It was Dec 31, 2005. My wife and I were invited to ring in the new year at a small club in Ramona Ca. The weather was rainey, chilly and the roads had a thick marine layer. On the 45 minute drive out I saw several animal carcasses along the roadway as visibility was poor. We arrived at the cluba t about 9:00pm. A live band was playing and we ordered dinner. While waiting another customer walks in and behind him wanders in a wonderful older dog. Our party of course thought the dog belonged to the genltman coming in, but the bar owner quickly shooed the dog back outside.

I went outside and another customer was sitting with the dog. He was totally drenched from the rain as he had been walking around the area asking neighbors about this dog.

My wife and I had recently adopted a dog from a rescue and so we agreed to take this dog home, at least to get her off the street, and I could take her to the shelter in the morning. She was most pleasent on the way home, but when we arrived back home we could see that she had been cared for. Her nails were trimmed, teeth were clean and her coat defintely looked cared for. Although spayed it was clear that she had at least one litter of pups.
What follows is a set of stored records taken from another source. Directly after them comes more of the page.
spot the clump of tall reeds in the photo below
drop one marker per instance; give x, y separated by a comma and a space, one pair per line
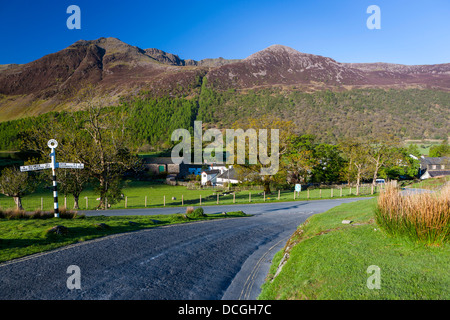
424, 217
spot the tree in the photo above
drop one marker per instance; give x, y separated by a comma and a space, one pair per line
330, 163
99, 138
252, 171
355, 152
382, 152
106, 152
16, 184
299, 159
440, 150
73, 181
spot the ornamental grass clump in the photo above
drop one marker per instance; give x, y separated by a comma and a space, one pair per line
423, 217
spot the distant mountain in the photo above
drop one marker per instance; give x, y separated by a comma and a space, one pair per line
116, 70
281, 65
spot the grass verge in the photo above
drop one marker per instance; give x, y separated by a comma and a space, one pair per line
21, 237
327, 260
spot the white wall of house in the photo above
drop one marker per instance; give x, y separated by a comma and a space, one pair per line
208, 177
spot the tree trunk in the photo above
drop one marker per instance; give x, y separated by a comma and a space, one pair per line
18, 202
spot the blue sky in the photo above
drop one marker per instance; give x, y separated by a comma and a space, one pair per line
412, 32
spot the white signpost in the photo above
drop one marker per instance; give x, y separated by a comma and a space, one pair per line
52, 144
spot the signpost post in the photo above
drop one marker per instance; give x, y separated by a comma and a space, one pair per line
52, 144
298, 188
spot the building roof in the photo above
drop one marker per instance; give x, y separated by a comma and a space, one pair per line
433, 161
160, 160
215, 171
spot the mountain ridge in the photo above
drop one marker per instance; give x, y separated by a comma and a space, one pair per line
116, 70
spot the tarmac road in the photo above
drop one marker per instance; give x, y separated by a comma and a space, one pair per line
210, 260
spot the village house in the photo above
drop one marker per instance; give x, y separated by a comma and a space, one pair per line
218, 175
166, 165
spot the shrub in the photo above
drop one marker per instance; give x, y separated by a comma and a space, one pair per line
424, 217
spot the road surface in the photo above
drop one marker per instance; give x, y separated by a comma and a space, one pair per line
209, 260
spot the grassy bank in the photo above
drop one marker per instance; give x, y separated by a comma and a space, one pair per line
21, 237
329, 260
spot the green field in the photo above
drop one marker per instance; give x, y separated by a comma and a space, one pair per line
329, 260
141, 194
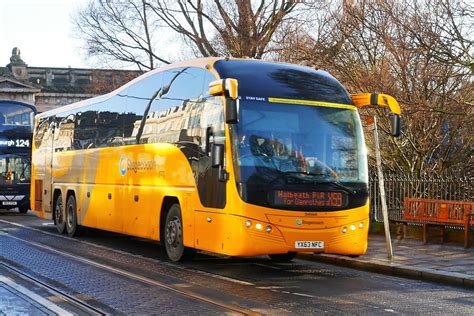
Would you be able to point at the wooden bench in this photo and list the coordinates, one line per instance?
(441, 213)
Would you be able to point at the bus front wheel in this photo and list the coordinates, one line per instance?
(173, 236)
(59, 215)
(23, 209)
(72, 228)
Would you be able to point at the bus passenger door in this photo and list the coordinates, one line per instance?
(47, 144)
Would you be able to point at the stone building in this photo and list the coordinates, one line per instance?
(48, 87)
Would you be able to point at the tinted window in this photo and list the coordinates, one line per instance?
(15, 115)
(278, 80)
(110, 122)
(86, 130)
(174, 115)
(64, 131)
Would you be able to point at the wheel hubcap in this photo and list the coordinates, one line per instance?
(173, 232)
(59, 213)
(70, 214)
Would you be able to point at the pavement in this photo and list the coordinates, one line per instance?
(441, 263)
(447, 263)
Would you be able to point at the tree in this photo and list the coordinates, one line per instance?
(128, 30)
(238, 28)
(119, 31)
(374, 46)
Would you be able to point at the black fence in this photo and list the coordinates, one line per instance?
(397, 187)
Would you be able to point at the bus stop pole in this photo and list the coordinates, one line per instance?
(383, 201)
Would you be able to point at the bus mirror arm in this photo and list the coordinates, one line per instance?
(395, 125)
(209, 134)
(383, 100)
(217, 161)
(231, 111)
(229, 89)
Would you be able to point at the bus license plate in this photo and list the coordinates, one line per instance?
(309, 244)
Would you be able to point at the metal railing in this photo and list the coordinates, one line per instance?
(397, 187)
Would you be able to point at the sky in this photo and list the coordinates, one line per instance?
(43, 30)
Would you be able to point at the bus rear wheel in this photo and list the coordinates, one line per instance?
(59, 215)
(173, 236)
(283, 257)
(72, 228)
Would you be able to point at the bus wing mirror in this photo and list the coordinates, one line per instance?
(374, 99)
(395, 125)
(229, 88)
(217, 155)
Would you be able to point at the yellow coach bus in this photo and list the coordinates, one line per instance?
(237, 157)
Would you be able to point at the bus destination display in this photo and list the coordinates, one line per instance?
(299, 198)
(15, 142)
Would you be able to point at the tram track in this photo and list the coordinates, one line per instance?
(58, 294)
(233, 309)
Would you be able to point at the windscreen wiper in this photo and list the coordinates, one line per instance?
(325, 176)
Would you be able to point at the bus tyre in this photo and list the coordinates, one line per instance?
(23, 209)
(173, 236)
(72, 228)
(59, 215)
(283, 257)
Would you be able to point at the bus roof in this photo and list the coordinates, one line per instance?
(256, 77)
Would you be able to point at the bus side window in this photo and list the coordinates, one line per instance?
(41, 129)
(64, 132)
(136, 98)
(175, 117)
(109, 122)
(85, 132)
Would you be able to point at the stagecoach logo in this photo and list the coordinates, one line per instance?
(126, 164)
(123, 165)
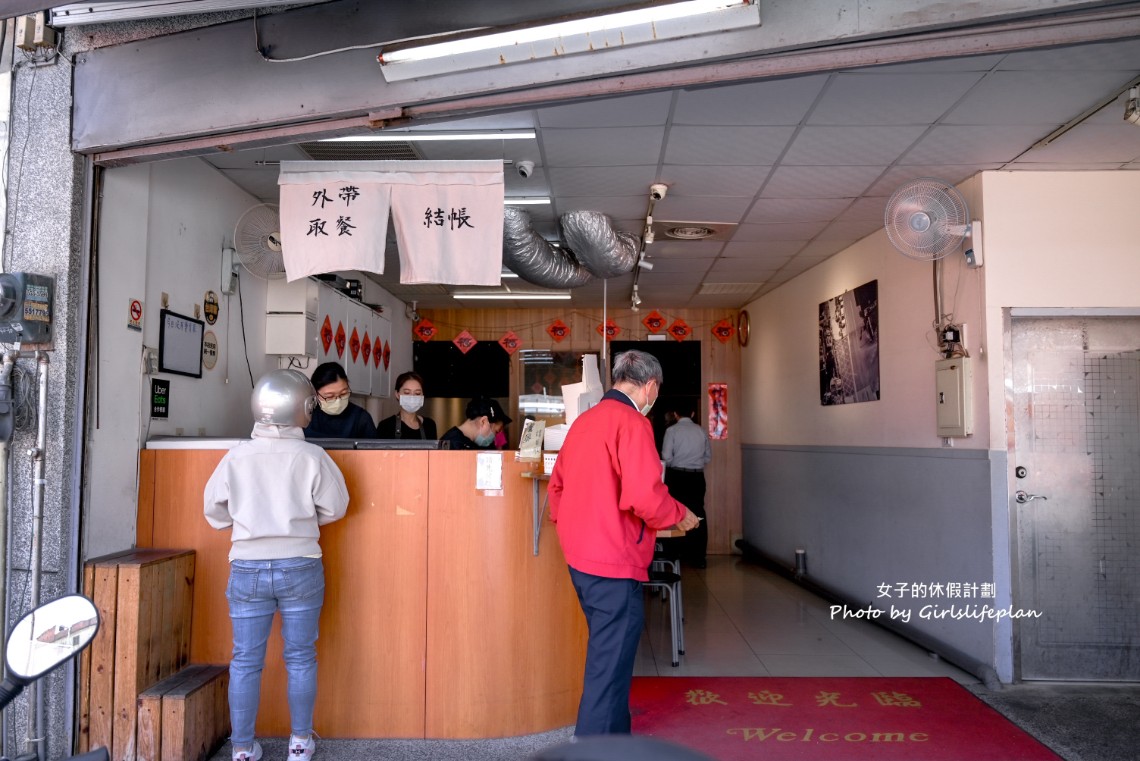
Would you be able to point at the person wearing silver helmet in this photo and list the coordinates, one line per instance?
(274, 492)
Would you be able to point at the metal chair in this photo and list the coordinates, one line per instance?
(668, 582)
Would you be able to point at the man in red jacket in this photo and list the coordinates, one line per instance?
(608, 501)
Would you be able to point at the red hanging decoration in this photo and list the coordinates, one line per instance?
(653, 321)
(326, 334)
(680, 329)
(423, 330)
(355, 345)
(510, 342)
(464, 341)
(559, 330)
(723, 330)
(610, 329)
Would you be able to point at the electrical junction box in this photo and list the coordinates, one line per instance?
(954, 389)
(25, 308)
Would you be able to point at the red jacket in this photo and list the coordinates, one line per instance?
(607, 496)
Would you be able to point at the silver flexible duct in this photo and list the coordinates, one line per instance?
(601, 250)
(534, 259)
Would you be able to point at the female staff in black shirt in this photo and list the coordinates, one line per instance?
(408, 424)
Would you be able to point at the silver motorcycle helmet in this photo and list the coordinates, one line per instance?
(283, 398)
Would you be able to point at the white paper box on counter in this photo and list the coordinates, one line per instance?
(554, 435)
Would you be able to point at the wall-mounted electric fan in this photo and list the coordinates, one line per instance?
(927, 219)
(257, 245)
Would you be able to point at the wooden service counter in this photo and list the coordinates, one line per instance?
(439, 620)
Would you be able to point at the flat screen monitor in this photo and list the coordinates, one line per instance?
(333, 443)
(397, 443)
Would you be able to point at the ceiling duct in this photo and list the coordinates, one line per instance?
(534, 259)
(601, 250)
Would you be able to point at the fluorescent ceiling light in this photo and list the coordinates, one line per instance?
(573, 34)
(514, 296)
(98, 13)
(425, 137)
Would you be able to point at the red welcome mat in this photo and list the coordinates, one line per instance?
(822, 719)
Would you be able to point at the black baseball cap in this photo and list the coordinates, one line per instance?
(482, 406)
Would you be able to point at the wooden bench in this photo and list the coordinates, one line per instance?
(184, 717)
(145, 600)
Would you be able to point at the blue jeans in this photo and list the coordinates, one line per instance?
(258, 589)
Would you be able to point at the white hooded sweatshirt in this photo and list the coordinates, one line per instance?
(275, 490)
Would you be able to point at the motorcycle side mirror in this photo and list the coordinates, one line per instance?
(51, 635)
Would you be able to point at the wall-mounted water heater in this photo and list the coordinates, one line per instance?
(26, 308)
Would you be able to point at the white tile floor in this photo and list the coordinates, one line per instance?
(744, 621)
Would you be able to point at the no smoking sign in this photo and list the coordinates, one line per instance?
(135, 314)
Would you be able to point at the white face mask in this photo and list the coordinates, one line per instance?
(649, 404)
(334, 406)
(410, 403)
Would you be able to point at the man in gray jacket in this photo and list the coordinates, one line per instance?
(274, 492)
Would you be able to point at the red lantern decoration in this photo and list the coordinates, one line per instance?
(723, 330)
(559, 330)
(355, 344)
(610, 329)
(680, 329)
(510, 342)
(653, 321)
(326, 334)
(423, 330)
(464, 341)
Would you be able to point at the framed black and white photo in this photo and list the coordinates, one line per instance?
(180, 344)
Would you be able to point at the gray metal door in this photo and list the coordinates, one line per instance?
(1076, 417)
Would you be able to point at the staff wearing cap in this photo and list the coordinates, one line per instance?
(608, 501)
(485, 417)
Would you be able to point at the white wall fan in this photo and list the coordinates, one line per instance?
(257, 246)
(927, 219)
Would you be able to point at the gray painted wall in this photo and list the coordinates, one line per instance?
(873, 516)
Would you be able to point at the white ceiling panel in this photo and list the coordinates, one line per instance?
(1090, 145)
(796, 210)
(868, 146)
(1121, 55)
(772, 103)
(820, 181)
(939, 65)
(628, 111)
(625, 146)
(731, 146)
(602, 180)
(778, 231)
(725, 180)
(755, 250)
(868, 207)
(701, 209)
(694, 248)
(896, 176)
(872, 97)
(957, 145)
(616, 206)
(1016, 97)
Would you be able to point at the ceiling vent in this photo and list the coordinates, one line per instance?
(675, 230)
(361, 150)
(727, 288)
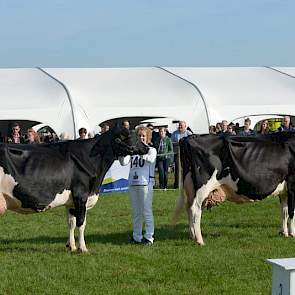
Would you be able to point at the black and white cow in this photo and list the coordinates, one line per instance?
(35, 178)
(239, 169)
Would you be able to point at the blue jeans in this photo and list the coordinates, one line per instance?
(163, 172)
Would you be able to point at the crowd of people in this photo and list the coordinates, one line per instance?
(162, 153)
(224, 128)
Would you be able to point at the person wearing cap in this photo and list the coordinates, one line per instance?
(82, 133)
(141, 181)
(15, 135)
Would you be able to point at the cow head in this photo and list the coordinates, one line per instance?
(121, 141)
(124, 143)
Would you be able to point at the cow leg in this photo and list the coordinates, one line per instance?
(3, 204)
(291, 200)
(71, 244)
(284, 215)
(82, 245)
(190, 195)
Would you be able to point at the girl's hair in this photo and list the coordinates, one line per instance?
(267, 127)
(148, 132)
(36, 135)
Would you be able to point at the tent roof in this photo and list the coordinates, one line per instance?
(230, 93)
(69, 98)
(106, 93)
(29, 94)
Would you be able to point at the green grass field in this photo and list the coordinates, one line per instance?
(239, 238)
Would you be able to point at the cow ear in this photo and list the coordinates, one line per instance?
(215, 162)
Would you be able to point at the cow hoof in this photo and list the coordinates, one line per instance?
(82, 250)
(71, 248)
(285, 234)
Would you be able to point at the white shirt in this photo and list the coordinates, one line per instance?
(142, 168)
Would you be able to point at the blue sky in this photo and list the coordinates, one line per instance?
(146, 33)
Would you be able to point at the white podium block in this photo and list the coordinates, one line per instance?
(283, 276)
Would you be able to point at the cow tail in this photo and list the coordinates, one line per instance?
(181, 199)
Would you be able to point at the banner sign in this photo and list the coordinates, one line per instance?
(116, 179)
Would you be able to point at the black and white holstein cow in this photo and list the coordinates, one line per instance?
(239, 169)
(35, 178)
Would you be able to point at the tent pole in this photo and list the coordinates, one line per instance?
(68, 95)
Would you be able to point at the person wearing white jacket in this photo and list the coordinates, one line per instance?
(141, 181)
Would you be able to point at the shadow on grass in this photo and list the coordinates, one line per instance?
(162, 233)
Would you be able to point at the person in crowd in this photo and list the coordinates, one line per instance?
(105, 128)
(15, 135)
(224, 125)
(91, 134)
(64, 136)
(175, 137)
(286, 124)
(155, 134)
(264, 128)
(32, 136)
(218, 128)
(141, 181)
(164, 147)
(230, 130)
(212, 129)
(247, 131)
(126, 124)
(82, 133)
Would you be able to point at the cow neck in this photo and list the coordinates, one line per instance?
(104, 158)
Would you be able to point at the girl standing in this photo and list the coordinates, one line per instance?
(141, 181)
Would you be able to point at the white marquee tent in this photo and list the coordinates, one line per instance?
(69, 98)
The next morning I dropped her of at the shelter. I kept in touch as I wanted to make sure she was ok. I found that after a few days they had transferred her to another shleter closer to the area we had found her. She was in a shleter 3 blcks from where I worked. I spent a weeks worth of lunch hours visitn her, and giving her treats in her cage. She was one of the sweetest dogd I had every met. She was around 9 or 10 years old.

After talking with my wife we put a finder’s hold on her. I so kept hoping that her owners would claim her, yet also looked forward to bringing her into our household. Finally Jan 14th, she came home with us.

The name of the band playing at the club was the Rugburns. In their honor we named her Ruggy. We spent a week socializing her, going to the local dog parks and meeting people. She was a real people pleaser. Her greatest joy was walking up to a person and looking up with that “I’ve always depended on the kindness of strangers” look that just melts even the coldest of hearts. We decided that she would make an excellent therapy dog for visiting hospitals, and elder care facilities. We worked hard over the next 7 months and in August Ruggy earned both her CGC (Canine Good Citizen) and passed er therpay dog evaluation at the San Diego Humane Society. We had really grown very close and bonded with Ruggy, more so I believe than most of the dogs I grew up with. In September we noticed she was having more difficulty walking around an brought her into the vet.

Her x-Rays not only showed her arthritis getting worse in her spine, but her leg and lower back had some very dark areas on her back legs and areas of her spine. Areas where cancer was eating away her bones. At the time of its discovery her bone mass in her the worst part of her leg was so severe, the vet thought she could have a spontaneous fracture. We immediately pulled her from the therapy dog program as her prognosis was not good. We opted for hospice care. She only lasted another week. I remember Saturday night a trip to the emergancy room to provide pain relief. We wanted her comfortable until we could help her pass with our regular vet. For two days my wife and I hand fed her and carried her out for bathroom trips. Even with narcotics it was obvious that she was ready to pass on. That Monday, my wife and I made the appointment. The staff at my vet were tremendously supportive and gave us all the time we needed to say our final farewell, and to hold her close as she passed. When all was said and done there was not a dry eye at the practice. Everyone knew what a special dog we had. I still find myself weeping over her loss. We only had her for about 9 months. I can only thank God for the joy she brought in such a short time.